A recent study in Great Britain sought to determine what it is about bird watching that is so helpful to our mental health.

"This study starts to unpick the role that some key components of nature play for our mental well-being,” said lead researcher Dr. Daniel Cox from the University of Exeter. “Birds around the home, and nature in general, show great promise in preventative health care, making cities healthier, happier places to live."

Cuddling Animals

When the COVID pandemic first began, animal shelters in the United States saw unprecedented interest in adoption…. For good reason! Pets are known to bring a host of health benefits to their owners.

Studies have shown that:

  • Pet owners are less likely to suffer from depression than those without pets.

  • People with pets have lower blood pressure in stressful situations than those without pets. One study even found that when people with borderline hypertension adopted dogs from a shelter, their blood pressure declined significantly within five months.

  • Playing with a dog or cat can elevate levels of serotonin and dopamine, which calm and relax.

  • Pet owners have lower triglyceride and cholesterol levels (indicators of heart disease) than those without pets.

  • Heart attack patients with pets survive longer than those without.

  • Pet owners over age 65 make 30 percent fewer visits to their doctors than those without pets.

Experiencing Hygge

This winter is the perfect time to experience the warm, cozy movement known as Hygge. Pronounced "hoo-ga," this Danish concept has no direct translation to English, but is encompassing of an overall feeling of contentment and well-being through enjoying the simple things in life.

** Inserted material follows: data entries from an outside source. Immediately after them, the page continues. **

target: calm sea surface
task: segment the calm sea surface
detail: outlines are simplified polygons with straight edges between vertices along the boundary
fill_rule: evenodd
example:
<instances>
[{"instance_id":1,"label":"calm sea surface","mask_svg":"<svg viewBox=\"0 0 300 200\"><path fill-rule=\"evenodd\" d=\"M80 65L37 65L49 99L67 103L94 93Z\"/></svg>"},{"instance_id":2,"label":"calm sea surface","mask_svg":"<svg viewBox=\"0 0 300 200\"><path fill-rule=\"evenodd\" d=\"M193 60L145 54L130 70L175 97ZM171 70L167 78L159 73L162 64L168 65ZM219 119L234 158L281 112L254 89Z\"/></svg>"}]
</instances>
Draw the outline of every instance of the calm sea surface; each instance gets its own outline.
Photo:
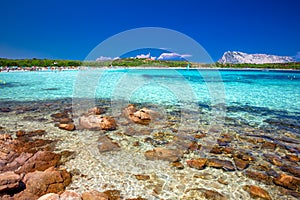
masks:
<instances>
[{"instance_id":1,"label":"calm sea surface","mask_svg":"<svg viewBox=\"0 0 300 200\"><path fill-rule=\"evenodd\" d=\"M222 105L227 116L299 125L299 71L118 69L0 73L0 102L64 98ZM3 107L3 106L2 106Z\"/></svg>"}]
</instances>

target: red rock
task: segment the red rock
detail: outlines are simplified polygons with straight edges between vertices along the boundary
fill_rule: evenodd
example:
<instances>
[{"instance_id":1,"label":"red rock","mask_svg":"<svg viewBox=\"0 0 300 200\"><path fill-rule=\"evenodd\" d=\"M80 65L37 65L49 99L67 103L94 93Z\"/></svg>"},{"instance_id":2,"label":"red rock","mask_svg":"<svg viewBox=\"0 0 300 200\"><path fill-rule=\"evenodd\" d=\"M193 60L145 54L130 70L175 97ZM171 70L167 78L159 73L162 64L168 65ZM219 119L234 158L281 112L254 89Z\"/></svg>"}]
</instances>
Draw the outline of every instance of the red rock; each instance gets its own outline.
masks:
<instances>
[{"instance_id":1,"label":"red rock","mask_svg":"<svg viewBox=\"0 0 300 200\"><path fill-rule=\"evenodd\" d=\"M159 117L158 113L150 109L143 108L137 110L132 104L128 105L127 108L124 109L123 113L128 119L130 119L134 123L142 125L148 125L150 124L151 120Z\"/></svg>"},{"instance_id":2,"label":"red rock","mask_svg":"<svg viewBox=\"0 0 300 200\"><path fill-rule=\"evenodd\" d=\"M176 162L182 157L182 153L176 149L154 148L145 152L145 157L148 160L165 160Z\"/></svg>"},{"instance_id":3,"label":"red rock","mask_svg":"<svg viewBox=\"0 0 300 200\"><path fill-rule=\"evenodd\" d=\"M4 172L0 174L0 193L19 187L21 176L14 172Z\"/></svg>"},{"instance_id":4,"label":"red rock","mask_svg":"<svg viewBox=\"0 0 300 200\"><path fill-rule=\"evenodd\" d=\"M21 159L21 158L20 158ZM30 157L16 173L28 173L35 170L43 171L49 167L57 166L60 155L49 151L38 151Z\"/></svg>"},{"instance_id":5,"label":"red rock","mask_svg":"<svg viewBox=\"0 0 300 200\"><path fill-rule=\"evenodd\" d=\"M50 116L54 119L54 121L59 121L61 118L69 118L67 113L55 113Z\"/></svg>"},{"instance_id":6,"label":"red rock","mask_svg":"<svg viewBox=\"0 0 300 200\"><path fill-rule=\"evenodd\" d=\"M46 171L35 171L25 175L22 180L26 189L14 195L15 199L38 199L47 193L63 192L71 182L71 175L65 170L53 167Z\"/></svg>"},{"instance_id":7,"label":"red rock","mask_svg":"<svg viewBox=\"0 0 300 200\"><path fill-rule=\"evenodd\" d=\"M113 142L108 136L100 136L98 139L98 149L102 152L120 150L120 145Z\"/></svg>"},{"instance_id":8,"label":"red rock","mask_svg":"<svg viewBox=\"0 0 300 200\"><path fill-rule=\"evenodd\" d=\"M220 146L214 146L209 153L213 154L222 154L223 153L223 147Z\"/></svg>"},{"instance_id":9,"label":"red rock","mask_svg":"<svg viewBox=\"0 0 300 200\"><path fill-rule=\"evenodd\" d=\"M79 124L86 129L115 130L117 123L114 118L99 115L82 116Z\"/></svg>"},{"instance_id":10,"label":"red rock","mask_svg":"<svg viewBox=\"0 0 300 200\"><path fill-rule=\"evenodd\" d=\"M214 167L217 169L223 169L225 171L235 171L235 167L229 160L221 160L217 158L209 158L207 161L207 166Z\"/></svg>"},{"instance_id":11,"label":"red rock","mask_svg":"<svg viewBox=\"0 0 300 200\"><path fill-rule=\"evenodd\" d=\"M74 124L59 124L58 128L66 130L66 131L74 131L75 125Z\"/></svg>"},{"instance_id":12,"label":"red rock","mask_svg":"<svg viewBox=\"0 0 300 200\"><path fill-rule=\"evenodd\" d=\"M75 191L66 190L60 195L60 200L81 200L81 196Z\"/></svg>"},{"instance_id":13,"label":"red rock","mask_svg":"<svg viewBox=\"0 0 300 200\"><path fill-rule=\"evenodd\" d=\"M198 158L193 160L187 160L187 165L191 168L202 170L205 168L207 159L206 158Z\"/></svg>"},{"instance_id":14,"label":"red rock","mask_svg":"<svg viewBox=\"0 0 300 200\"><path fill-rule=\"evenodd\" d=\"M245 185L244 190L248 191L250 196L253 198L260 198L260 199L265 199L265 200L272 200L270 197L269 193L255 185Z\"/></svg>"},{"instance_id":15,"label":"red rock","mask_svg":"<svg viewBox=\"0 0 300 200\"><path fill-rule=\"evenodd\" d=\"M135 178L137 180L142 180L142 181L145 181L145 180L149 180L150 179L150 176L149 175L144 175L144 174L137 174L137 175L134 175Z\"/></svg>"},{"instance_id":16,"label":"red rock","mask_svg":"<svg viewBox=\"0 0 300 200\"><path fill-rule=\"evenodd\" d=\"M233 161L235 163L236 168L240 171L246 169L249 166L249 161L244 161L239 158L234 158Z\"/></svg>"},{"instance_id":17,"label":"red rock","mask_svg":"<svg viewBox=\"0 0 300 200\"><path fill-rule=\"evenodd\" d=\"M288 188L294 191L300 190L300 178L289 176L286 174L280 174L277 178L273 179L276 185Z\"/></svg>"},{"instance_id":18,"label":"red rock","mask_svg":"<svg viewBox=\"0 0 300 200\"><path fill-rule=\"evenodd\" d=\"M84 192L82 194L82 200L109 200L108 195L96 190Z\"/></svg>"}]
</instances>

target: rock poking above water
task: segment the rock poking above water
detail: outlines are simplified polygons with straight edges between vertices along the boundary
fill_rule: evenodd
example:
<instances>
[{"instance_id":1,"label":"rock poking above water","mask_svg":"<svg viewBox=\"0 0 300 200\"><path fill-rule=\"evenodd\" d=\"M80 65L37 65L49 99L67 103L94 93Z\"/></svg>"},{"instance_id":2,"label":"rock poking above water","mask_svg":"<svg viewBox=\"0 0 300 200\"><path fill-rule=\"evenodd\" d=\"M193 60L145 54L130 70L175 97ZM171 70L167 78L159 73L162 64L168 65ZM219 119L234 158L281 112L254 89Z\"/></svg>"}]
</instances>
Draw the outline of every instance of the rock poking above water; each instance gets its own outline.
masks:
<instances>
[{"instance_id":1,"label":"rock poking above water","mask_svg":"<svg viewBox=\"0 0 300 200\"><path fill-rule=\"evenodd\" d=\"M134 105L128 105L123 114L129 118L132 122L142 125L149 125L153 119L157 118L159 114L148 108L142 108L137 110Z\"/></svg>"},{"instance_id":2,"label":"rock poking above water","mask_svg":"<svg viewBox=\"0 0 300 200\"><path fill-rule=\"evenodd\" d=\"M88 115L79 118L79 124L86 129L115 130L117 123L114 118L100 115Z\"/></svg>"},{"instance_id":3,"label":"rock poking above water","mask_svg":"<svg viewBox=\"0 0 300 200\"><path fill-rule=\"evenodd\" d=\"M182 157L182 152L176 149L154 148L153 150L146 151L144 155L148 160L176 162Z\"/></svg>"},{"instance_id":4,"label":"rock poking above water","mask_svg":"<svg viewBox=\"0 0 300 200\"><path fill-rule=\"evenodd\" d=\"M25 190L14 195L15 199L38 199L47 193L63 192L71 183L71 175L65 170L49 168L46 171L35 171L25 175L22 180Z\"/></svg>"},{"instance_id":5,"label":"rock poking above water","mask_svg":"<svg viewBox=\"0 0 300 200\"><path fill-rule=\"evenodd\" d=\"M120 150L120 145L116 142L113 142L108 136L100 136L98 139L98 150L100 153L116 151Z\"/></svg>"},{"instance_id":6,"label":"rock poking above water","mask_svg":"<svg viewBox=\"0 0 300 200\"><path fill-rule=\"evenodd\" d=\"M193 160L187 160L187 165L191 168L202 170L206 167L207 158L198 158Z\"/></svg>"},{"instance_id":7,"label":"rock poking above water","mask_svg":"<svg viewBox=\"0 0 300 200\"><path fill-rule=\"evenodd\" d=\"M260 198L260 199L264 199L264 200L272 200L271 196L269 195L269 193L258 187L255 185L245 185L243 187L244 190L246 190L247 192L249 192L250 196L252 198Z\"/></svg>"},{"instance_id":8,"label":"rock poking above water","mask_svg":"<svg viewBox=\"0 0 300 200\"><path fill-rule=\"evenodd\" d=\"M59 124L58 128L66 130L66 131L74 131L75 125L74 124Z\"/></svg>"}]
</instances>

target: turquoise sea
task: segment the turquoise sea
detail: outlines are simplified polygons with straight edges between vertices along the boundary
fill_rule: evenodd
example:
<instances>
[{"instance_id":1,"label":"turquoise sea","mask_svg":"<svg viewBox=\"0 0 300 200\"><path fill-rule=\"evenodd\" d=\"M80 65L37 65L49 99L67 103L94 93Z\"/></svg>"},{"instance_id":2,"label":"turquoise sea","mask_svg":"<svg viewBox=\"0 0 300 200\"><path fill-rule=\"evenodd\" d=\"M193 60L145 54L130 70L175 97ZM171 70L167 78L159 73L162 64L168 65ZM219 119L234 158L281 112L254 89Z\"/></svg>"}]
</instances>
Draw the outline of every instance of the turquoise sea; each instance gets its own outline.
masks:
<instances>
[{"instance_id":1,"label":"turquoise sea","mask_svg":"<svg viewBox=\"0 0 300 200\"><path fill-rule=\"evenodd\" d=\"M222 105L224 116L256 124L284 120L299 127L300 72L109 69L0 73L1 104L65 98L197 104L207 109Z\"/></svg>"}]
</instances>

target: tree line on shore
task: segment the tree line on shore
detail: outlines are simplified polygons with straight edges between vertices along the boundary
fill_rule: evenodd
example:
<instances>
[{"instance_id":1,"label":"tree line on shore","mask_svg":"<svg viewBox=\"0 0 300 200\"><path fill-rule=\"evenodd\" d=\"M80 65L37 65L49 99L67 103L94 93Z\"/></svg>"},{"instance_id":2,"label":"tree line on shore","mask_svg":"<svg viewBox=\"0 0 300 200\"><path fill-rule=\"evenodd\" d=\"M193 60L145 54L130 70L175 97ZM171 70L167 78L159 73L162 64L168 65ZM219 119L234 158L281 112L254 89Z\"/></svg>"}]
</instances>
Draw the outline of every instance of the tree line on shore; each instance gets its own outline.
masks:
<instances>
[{"instance_id":1,"label":"tree line on shore","mask_svg":"<svg viewBox=\"0 0 300 200\"><path fill-rule=\"evenodd\" d=\"M190 68L261 68L261 69L300 69L300 62L266 63L266 64L202 64L191 63L185 60L151 60L145 58L123 58L107 61L78 61L52 59L7 59L0 58L0 67L190 67Z\"/></svg>"}]
</instances>

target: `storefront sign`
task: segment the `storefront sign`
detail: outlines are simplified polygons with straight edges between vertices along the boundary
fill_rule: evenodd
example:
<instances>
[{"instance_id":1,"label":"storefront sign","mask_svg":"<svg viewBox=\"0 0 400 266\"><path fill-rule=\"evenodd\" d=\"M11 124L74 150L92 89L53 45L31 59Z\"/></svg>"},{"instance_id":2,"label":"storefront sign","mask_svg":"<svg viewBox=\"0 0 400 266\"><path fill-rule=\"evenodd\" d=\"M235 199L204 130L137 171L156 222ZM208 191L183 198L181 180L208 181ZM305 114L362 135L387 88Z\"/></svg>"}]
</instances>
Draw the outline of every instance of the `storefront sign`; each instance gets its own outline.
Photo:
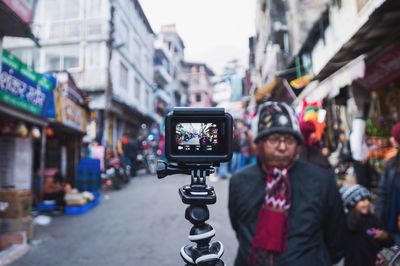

Hygge is such an important part of being Danish that it is considered "a defining feature of our cultural identity and an integral part of the national DNA," according to Meik Wiking, the CEO of the Happiness Research Institute in Copenhagen.

Living a Hygge lifestyle means embracing simplicity and warmth. Fluffy blankets, fireplaces, candles, homemade sweets, and comfort food are all considered part of Hygge.

This winter, as we focus on our physical health, remember not to neglect your mental health.  Self-care is an important part of keeping your spirits up and your immune system strong.